Die Nummer zwei beim Internationalen Währungsfonds, Gita Gopinath, gibt ihren Posten überraschend per Ende August auf. Die erste stellvertretende geschäftsführende IWF-Direktorin werde an die US-Universität Harvard zurückkehren, teilte der IWF am Montag mit. Der Rückzug bietet US-Präsident Donald Trump die Chance, den Posten nach seinem Gusto zu besetzen: Während die europäischen Länder traditionell den Chef oder die Chefin des Fonds auswählen, schlägt das US-Finanzministerium Kandidaten für den Vize-Posten vor.

Gopinath kam 2019 als Chefvolkswirtin zum Fonds. Anfang 2022 wurde sie zur Nummer zwei in der IWF-Hierarchie befördert.

Ukraines Präsident Wolodimir Selenskyj: Am Donnerstag und Freitag könnten die Verhandlungsführer der Ukraine und Russland zusammenkommen. Foto: dpa

Neue Gesprächsrunde Russland-Ukraine?

Die nächsten Friedensgespräche zwischen der Ukraine und Russland sind nach ukrainischen Angaben für Mittwoch in der Türkei geplant. Beide Seiten würden sich dabei erstmals seit sieben Wochen wieder treffen. Die russische Agentur Tass hatte zuvor berichtet, die Verhandlungsführer könnten am Donnerstag und Freitag in der Türkei zusammenkommen. Der Kreml erklärte, man warte auf eine Verständigung über das Datum.

Irans Außenminister Abbas Araghtschi: Der Außenminister möchte an der Anreicherung von Uran festhalten. Foto: Eraldo Peres/AP/dpa

Iran will weiter Uran anreichern

Der Iran will auch nach den US-Angriffen auf seine Atomeinrichtungen an der Anreicherung von Uran festhalten. Das sagt Außenminister Abbas Araghtschi dem US-Sender Fox News:

Die Schäden sind ernst und schwerwiegend. Aber wir können die Anreicherung offensichtlich nicht aufgeben, denn sie ist eine Errungenschaft unserer eigenen Wissenschaftler. Und darüber hinaus ist es jetzt eine Frage des Nationalstolzes.

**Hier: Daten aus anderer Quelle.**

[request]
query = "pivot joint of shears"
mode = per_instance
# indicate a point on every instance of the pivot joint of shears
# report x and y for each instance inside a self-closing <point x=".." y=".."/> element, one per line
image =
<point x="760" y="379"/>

US-Marines sollen Los Angeles verlassen

Das US-Verteidigungsministerium hat den Abzug von 700 Marinesoldaten aus Los Angeles angekündigt. Die Soldaten waren im Juni in die Stadt geschickt worden, um auf Proteste zu reagieren, die wegen Razzien gegen Einwanderer ausgebrochen waren. Die Soldaten hatten in erster Linie Bundesgebäude bewacht. Bereits in der vergangenen Woche hatte das Pentagon mitgeteilt, den Einsatz von 2.000 Nationalgardisten zu beenden. Der etwa ebenso große Rest soll in Los Angeles bleiben.

Coldplay Frontsänger Chris Martin: Archivbild eines Coldplay-Konzerts. Foto: Chris Pizzello/Invision/dpa

Debatte über Outing per Kamera

Haben Sie sich am Wochenende auch über den Firmenchef und seine Personalmanagerin amüsiert, deren Affäre bei einem Coldplay-Konzert in den USA durch eine Saalkamera aufflog? Der Vorfall hat zu einer ungewohnt intensiven Debatte in unserer gestrigen Redaktionskonferenz geführt. Und da wussten wir noch nicht einmal, dass laut einer Umfrage im Auftrag von „Xing“ über ein Viertel aller Beschäftigten in Deutschland schon einmal eine Liebesbeziehung am Arbeitsplatz hatten.

Die Mehrzahl in unserer Runde sah den Coldplay-Vorfall so wie meine Kollegin Ina Karabasz, die in ihrem Kommentar konstatiert: „nicht witzig“. Hier können Sie nachlesen, warum nicht.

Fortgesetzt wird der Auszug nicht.